As the example of Reuben Miller’s wife’s parents and siblings suggests, mug book entries included the names of more people than simply those to whom a whole sketch was devoted. The table of contents or index usually only listed the names of people featured and rarely included every-name indexes. In some cases, local historical or genealogical societies have created every-name indexes that were published more recently.
To find mug books, you can contact or visit libraries with national collections such as the Newberry Library (Chicago) and the State Historical Society of Wisconsin (Madison) or you can contact the public libraries and historical societies in the area you are researching. Mug books often have titles that start with “Portrait and Biographical Album,” “Genealogy and Biography,” or “Memorial and Genealogical Record.” Some libraries have created indexes to these works. The Newberry Library’s Cook County and Chicago Biography and Industry file is currently a card file that indexes about thirty volumes that have biographical sketches, including some mug books. Ask the librarian about specialized local sources such as that one.

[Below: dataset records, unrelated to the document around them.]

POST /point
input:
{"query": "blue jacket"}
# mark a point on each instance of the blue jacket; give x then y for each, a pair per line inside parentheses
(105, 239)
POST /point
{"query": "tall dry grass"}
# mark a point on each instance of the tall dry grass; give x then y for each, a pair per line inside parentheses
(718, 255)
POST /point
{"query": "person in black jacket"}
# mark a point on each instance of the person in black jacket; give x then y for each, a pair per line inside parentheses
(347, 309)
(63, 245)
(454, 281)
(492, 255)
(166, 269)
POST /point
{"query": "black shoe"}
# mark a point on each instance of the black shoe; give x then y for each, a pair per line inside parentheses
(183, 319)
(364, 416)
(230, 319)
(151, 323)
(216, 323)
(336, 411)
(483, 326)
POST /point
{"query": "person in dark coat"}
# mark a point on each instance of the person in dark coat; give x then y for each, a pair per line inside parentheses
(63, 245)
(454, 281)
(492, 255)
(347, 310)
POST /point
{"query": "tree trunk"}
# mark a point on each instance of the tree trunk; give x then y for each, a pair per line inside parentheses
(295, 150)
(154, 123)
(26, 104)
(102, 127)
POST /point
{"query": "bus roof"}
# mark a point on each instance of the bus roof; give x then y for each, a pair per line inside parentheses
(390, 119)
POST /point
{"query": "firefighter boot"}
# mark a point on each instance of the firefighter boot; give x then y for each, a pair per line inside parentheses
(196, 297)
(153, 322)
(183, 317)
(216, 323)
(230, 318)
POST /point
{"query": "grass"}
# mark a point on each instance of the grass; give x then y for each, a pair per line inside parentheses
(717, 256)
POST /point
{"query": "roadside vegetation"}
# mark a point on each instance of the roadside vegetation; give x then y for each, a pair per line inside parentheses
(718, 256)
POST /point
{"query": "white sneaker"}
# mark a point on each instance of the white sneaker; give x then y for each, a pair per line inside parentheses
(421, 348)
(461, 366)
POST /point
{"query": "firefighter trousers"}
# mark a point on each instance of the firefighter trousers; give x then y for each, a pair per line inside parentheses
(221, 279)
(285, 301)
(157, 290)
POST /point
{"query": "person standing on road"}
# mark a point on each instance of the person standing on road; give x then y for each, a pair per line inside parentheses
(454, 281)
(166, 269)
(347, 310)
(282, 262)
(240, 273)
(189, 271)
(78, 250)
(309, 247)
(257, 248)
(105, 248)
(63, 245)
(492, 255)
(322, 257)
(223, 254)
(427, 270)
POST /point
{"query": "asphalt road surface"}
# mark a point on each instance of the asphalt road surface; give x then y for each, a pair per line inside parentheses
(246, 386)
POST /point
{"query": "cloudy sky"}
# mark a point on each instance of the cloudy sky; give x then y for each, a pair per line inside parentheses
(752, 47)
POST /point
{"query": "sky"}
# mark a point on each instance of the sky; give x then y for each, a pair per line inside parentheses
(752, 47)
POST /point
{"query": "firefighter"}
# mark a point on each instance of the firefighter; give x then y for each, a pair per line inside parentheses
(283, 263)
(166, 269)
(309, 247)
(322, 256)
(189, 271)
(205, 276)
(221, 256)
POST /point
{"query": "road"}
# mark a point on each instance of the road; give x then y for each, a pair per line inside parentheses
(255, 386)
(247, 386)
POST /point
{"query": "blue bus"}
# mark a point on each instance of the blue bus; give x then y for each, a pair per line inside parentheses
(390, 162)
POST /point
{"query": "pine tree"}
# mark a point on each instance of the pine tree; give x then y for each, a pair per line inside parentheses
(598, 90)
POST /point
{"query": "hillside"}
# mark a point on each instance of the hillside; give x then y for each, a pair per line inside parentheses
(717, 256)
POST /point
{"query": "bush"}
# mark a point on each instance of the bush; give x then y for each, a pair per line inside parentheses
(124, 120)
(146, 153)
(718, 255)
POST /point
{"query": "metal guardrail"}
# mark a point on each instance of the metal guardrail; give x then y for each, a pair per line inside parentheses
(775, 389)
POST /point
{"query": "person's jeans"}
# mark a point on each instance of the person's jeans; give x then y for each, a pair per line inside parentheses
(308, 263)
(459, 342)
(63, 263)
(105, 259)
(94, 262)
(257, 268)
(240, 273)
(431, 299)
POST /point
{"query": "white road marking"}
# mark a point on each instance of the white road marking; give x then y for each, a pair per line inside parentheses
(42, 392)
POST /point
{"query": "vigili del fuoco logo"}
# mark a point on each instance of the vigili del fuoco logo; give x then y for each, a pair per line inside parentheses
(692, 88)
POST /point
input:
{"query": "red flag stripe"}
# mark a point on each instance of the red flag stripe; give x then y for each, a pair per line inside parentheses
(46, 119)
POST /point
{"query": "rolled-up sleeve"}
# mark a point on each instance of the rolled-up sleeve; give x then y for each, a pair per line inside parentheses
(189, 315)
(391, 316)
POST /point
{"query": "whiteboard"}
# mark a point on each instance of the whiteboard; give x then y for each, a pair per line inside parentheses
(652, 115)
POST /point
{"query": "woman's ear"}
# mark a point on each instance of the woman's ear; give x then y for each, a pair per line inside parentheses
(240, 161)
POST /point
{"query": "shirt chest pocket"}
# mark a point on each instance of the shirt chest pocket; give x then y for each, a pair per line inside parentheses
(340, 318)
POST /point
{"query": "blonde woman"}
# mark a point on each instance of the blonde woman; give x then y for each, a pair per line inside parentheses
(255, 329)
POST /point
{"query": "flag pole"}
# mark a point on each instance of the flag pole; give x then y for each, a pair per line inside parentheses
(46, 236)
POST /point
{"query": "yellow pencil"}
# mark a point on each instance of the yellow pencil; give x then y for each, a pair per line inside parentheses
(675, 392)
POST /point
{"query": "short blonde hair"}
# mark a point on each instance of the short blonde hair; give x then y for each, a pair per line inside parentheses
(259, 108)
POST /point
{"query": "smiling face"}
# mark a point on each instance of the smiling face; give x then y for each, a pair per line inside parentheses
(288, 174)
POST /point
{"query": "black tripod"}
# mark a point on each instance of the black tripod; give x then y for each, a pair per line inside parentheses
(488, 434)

According to the preface for a Will County Illinois mug book, “the value of the data herein presented will grow with the passing years. Posterity will preserve the work with care, from the fact that it perpetuates biographical history that would otherwise be wholly lost.” For all their gaps and transparent biases, these mug books did accomplish what the preface promised. They preserved the life stories of individuals and offered Reuben Miller a place alongside Abraham Lincoln.
Further Reading: The biographical sketch on Reuben Miller can be found in Portrait and Biographical Album of Lake County, Illinois (Chicago, 1891). For information on the price of mug book subscriptions, sketches, and portraits, see Peggy Tuck Sinko, “‘Mug Books’ at the Newberry Library.” Origins 8.1 (1992): 3-5. The sketch of Charles End is found in Memorial and Genealogical Record of Dodge and Jefferson Counties, Wisconsin (Chicago, 1894). The publisher’s statement on accuracy is found in the preface of many mug books. The one quoted here is in Genealogical and Biographical Record of Will County Illinois Containing Biographies of Well Known Citizens of the Past and Present (Chicago, 1900). Julia Work’s biographical sketch is in Portrait and Biographical Record of La Porte, Porter, Lake and Starke Counties, Indiana (Chicago, 1894). The Will County Illinois mug book quoted here is Genealogical and Biographical Record of Will County Illinois (Chicago, 1900).
This article originally appeared in issue 3.1 (October, 2002).
Former curator of local and family history at the Newberry Library, Rhonda Frevert recently became reference services librarian at the Burlington (Iowa) Public Library.